Our first research focus is the completion time of surveys on mobile phones compared to personal computers. In 21 surveys, there was statistically significant evidence that completion time is higher on mobile devices than on personal computers. In eight surveys, this hypothesis could not be verified. The evidence for the longest completion time of the survey on the smartphone is substantial. However, an interesting observation is that we could not verify the hypothesis for all surveys, where we know if they are optimised for mobile survey taking. This observation could indicate a change in completion time if the surveys are better designed for mobile devices.

#### Breakoff rate

In [None]:
breakoff_rate = create_data_set(data, "mobile_breakoff_rate_higher")

In [None]:
analyse_dimension(data, "mobile_breakoff_rate_higher")


Secondly, we will analyse the Breakoff rate of mobile surveys compared to PC surveys. We can see that 7 of 10 articles could validate the hypothesis that the breakoff rate is significantly higher on a smartphone than on a PC. There were no obvious patterns of the survey setups that could not validate this hypothesis. So that we interpret the evidence to be accurate, this could be caused by more multitasking and other deviations for mobile users. Another theory could be the shorter attention span of a mobile user, which lead to faster frustration and, therefore, faster breakoff. Another important is optimising mobile survey taking again since this can reduce the breakoff rate. 

#### Missing item rate

In [None]:
missing_item_rate = create_data_set(data, "mobile_missing_items_rate_higher")

In [None]:
analyse_dimension(data, "mobile_missing_items_rate_higher")

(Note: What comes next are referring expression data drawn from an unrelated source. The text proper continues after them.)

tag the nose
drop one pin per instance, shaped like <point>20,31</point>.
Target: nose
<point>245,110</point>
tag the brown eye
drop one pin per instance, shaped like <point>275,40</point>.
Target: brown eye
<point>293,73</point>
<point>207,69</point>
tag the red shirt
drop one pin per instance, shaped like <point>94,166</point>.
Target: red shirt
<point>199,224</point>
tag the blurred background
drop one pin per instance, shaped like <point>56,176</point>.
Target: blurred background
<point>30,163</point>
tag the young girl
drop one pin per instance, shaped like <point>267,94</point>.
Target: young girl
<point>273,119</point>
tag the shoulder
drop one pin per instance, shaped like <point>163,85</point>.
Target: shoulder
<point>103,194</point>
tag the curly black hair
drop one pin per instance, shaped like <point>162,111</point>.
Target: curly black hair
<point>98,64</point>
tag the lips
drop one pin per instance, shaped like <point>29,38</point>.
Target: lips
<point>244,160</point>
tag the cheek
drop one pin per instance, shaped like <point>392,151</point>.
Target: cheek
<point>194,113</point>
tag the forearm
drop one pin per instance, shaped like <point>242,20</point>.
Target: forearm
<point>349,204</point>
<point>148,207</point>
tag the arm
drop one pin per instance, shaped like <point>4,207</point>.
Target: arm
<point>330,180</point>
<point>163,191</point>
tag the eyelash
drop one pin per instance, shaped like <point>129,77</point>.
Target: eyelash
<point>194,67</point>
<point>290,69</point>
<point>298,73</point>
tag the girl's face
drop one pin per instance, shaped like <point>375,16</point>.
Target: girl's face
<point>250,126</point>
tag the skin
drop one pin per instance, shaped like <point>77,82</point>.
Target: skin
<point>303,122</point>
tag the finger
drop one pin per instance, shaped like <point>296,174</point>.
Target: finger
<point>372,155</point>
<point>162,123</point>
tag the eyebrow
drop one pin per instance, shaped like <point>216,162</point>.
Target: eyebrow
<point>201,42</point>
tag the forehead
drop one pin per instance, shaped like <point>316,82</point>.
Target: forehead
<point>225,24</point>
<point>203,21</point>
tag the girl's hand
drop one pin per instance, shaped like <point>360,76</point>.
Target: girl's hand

A third point is the missing items. We want to investigate the hypothesis that the rate of the missing item is higher on surveys taken on smartphones than on PC. We found mixed evidence for this hypothesis as five times the hypothesis was not supported and six times the hypothesis was supported. An interesting pattern is observable in the countries of survey operation. We have Germany and Netherland, where the hypothesis was two times validated, and Spain and USA, where the hypothesis was validated and not supported. In South Korea and the UK, it was not supported. This result could indicate a dependence on the users' country and mobile device sophistication. This theory would need more research.

#### Age of mobile participants

In [None]:
age = create_data_set(data, "mobile_participants_younger")

In [None]:
analyse_dimension(data, "mobile_participants_younger")

Another one is the age of mobile participants. There is strong evidence that people who decide to access online surveys via smartphone are younger than people who have a PC. 13 Survey could support this hypothesis, and only one could not support this. This result seems to fit the general trend of higher smartphone usage by younger adults.

#### Gender of mobile user

In [None]:
gender = create_data_set(data, "mobile_participants_more_female")

In [None]:
analyse_dimension(data, "mobile_participants_more_female")

When analysing the gender of the smartphone participants in web surveys, we have mixed results. Eight surveys could support the hypothesis that females use smartphones more often to access surveys online and, five could not support the hypothesis. Two surveys supported the hypothesis that more male users used smartphones to access surveys. While the evidence indicated more female than male users, it cannot be proven with statistical significance. We did not identify strong trends regarding countries or target groups. As the last survey was operated in 2017, these results need an update to adapt to current conditions. 

#### Education level of mobile user

In [None]:
education = create_data_set(data, "mobile_participant_education_higher")

In [None]:
analyse_dimension(data, "mobile_participant_education_higher")

Another dimension we analyse is the education level of people using smartphones to access the online survey. We have four surveys that do not support the hypothesis and two that do not support this theory. We do not have enough data to find patterns in the operation terms of these surveys. It is not clear if this effect is still relevant, as the last survey was operated in 2015.

This section marks the end of the file. One could use the extracted results to extend the analysis to other categories or do a more quantitative meta-analysis. This project would be an endeavour for a subsequent research project.